Emergency Medicine, Hospital Clínic, IDIBAPS, Barcelona, Spain.
Emergency Medicine, Hospital Clínic, IDIBAPS, Barcelona, Spain.
J Healthc Qual Res. 2024 May-Jun;39(3):139-146. doi: 10.1016/j.jhqr.2024.02.003. Epub 2024 Mar 27.
A low socioeconomic status (SES) has been associated with poor health results. The present study aimed to investigate if SES of older patients attending the emergency department is associated with the use of healthcare resources and outcomes.
Observational, retrospective study including consecutive patients 65 years or older admitted to the emergency department. Variables at baseline, index episode, and follow-up were recorded. SES was measured using an indirect theoretical index and patients were categorised into two groups according to whether they lived in a neighbourhood with a low or high SES. Primary outcomes included hospitalisation after the emergency department visit and prolonged hospitalisation (>7 days) at index episode. Secondary outcomes included emergency department re-consultant and hospital admission in the following 3 months after the index episode, and all-cause mortality after long-term follow-up. Logistic regression and cumulative hazards regression models were used to investigate associations between SES and outcomes.

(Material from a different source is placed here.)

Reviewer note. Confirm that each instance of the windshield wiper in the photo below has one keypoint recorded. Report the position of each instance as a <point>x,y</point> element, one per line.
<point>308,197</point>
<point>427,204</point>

The cohort included 553 patients (80 years [73-85], 50.5% female, 55.9% with low SES). After the emergency department visit, 234 patients (42.3%) required hospital admission. A low SES was inversely associated with hospitalisation with an adjusted odds ratio=0.654 (95% CI 0.441-0.970). Among hospitalised patients, a low SES was associated with prolonged hospitalisation (adjusted odds ratio=2.739; 95% CI 1.470-5.104). Follow-up outcomes, including all-cause mortality, were not associated with SES.
Older patients living in more deprived urban areas were hospitalised less often after emergency department care, but hospital stays were longer. Understanding the effect of social determinants in healthcare use is mandatory to tailor resources to patient needs.

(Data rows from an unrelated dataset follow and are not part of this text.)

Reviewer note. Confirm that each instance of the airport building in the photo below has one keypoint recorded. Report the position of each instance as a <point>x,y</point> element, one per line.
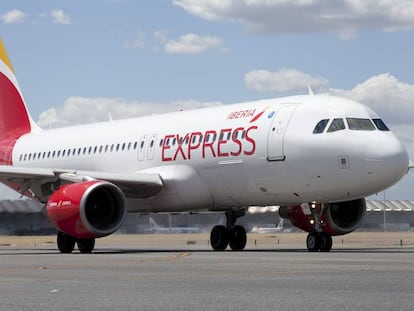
<point>26,217</point>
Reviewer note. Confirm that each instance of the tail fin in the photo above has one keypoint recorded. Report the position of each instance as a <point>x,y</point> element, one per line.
<point>14,117</point>
<point>15,120</point>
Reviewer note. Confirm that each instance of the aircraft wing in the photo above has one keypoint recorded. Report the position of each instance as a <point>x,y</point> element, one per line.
<point>134,185</point>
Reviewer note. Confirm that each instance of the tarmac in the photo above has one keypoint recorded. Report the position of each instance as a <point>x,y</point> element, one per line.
<point>364,271</point>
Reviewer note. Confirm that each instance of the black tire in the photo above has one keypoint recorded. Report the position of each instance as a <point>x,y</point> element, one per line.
<point>65,243</point>
<point>326,242</point>
<point>313,242</point>
<point>219,238</point>
<point>238,238</point>
<point>86,246</point>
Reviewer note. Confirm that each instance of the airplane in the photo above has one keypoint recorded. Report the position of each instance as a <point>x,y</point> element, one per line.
<point>315,156</point>
<point>271,229</point>
<point>154,227</point>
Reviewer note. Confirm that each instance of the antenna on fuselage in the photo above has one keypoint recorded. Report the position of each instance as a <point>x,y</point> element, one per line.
<point>310,91</point>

低社会经济地位(SES)与健康状况不佳有关。本研究旨在调查老年患者在急诊科就诊时的 SES 是否与医疗资源的使用和结果有关。
这是一项观察性、回顾性研究,纳入了连续就诊于急诊科的 65 岁及以上的患者。记录基线、指数期和随访期的变量。SES 通过间接理论指数进行测量,并根据患者居住的社区 SES 高低将其分为两组。主要结局包括急诊科就诊后住院和指数期住院时间延长(>7 天)。次要结局包括急诊科就诊后 3 个月内再次就诊和住院、以及长期随访后的全因死亡率。使用逻辑回归和累积风险回归模型来研究 SES 与结局之间的关系。
该队列包括 553 名患者(80 岁[73-85],50.5%女性,55.9% SES 较低)。急诊科就诊后,234 名患者(42.3%)需要住院治疗。SES 较低与住院治疗呈负相关,调整后的优势比为 0.654(95%CI 0.441-0.970)。在住院患者中,SES 较低与住院时间延长相关(调整后的优势比为 2.739;95%CI 1.470-5.104)。随访结局,包括全因死亡率,与 SES 无关。
生活在贫困程度较高的城市地区的老年患者在急诊科就诊后住院治疗的可能性较小,但住院时间较长。了解社会决定因素对医疗保健利用的影响对于根据患者需求调整资源至关重要。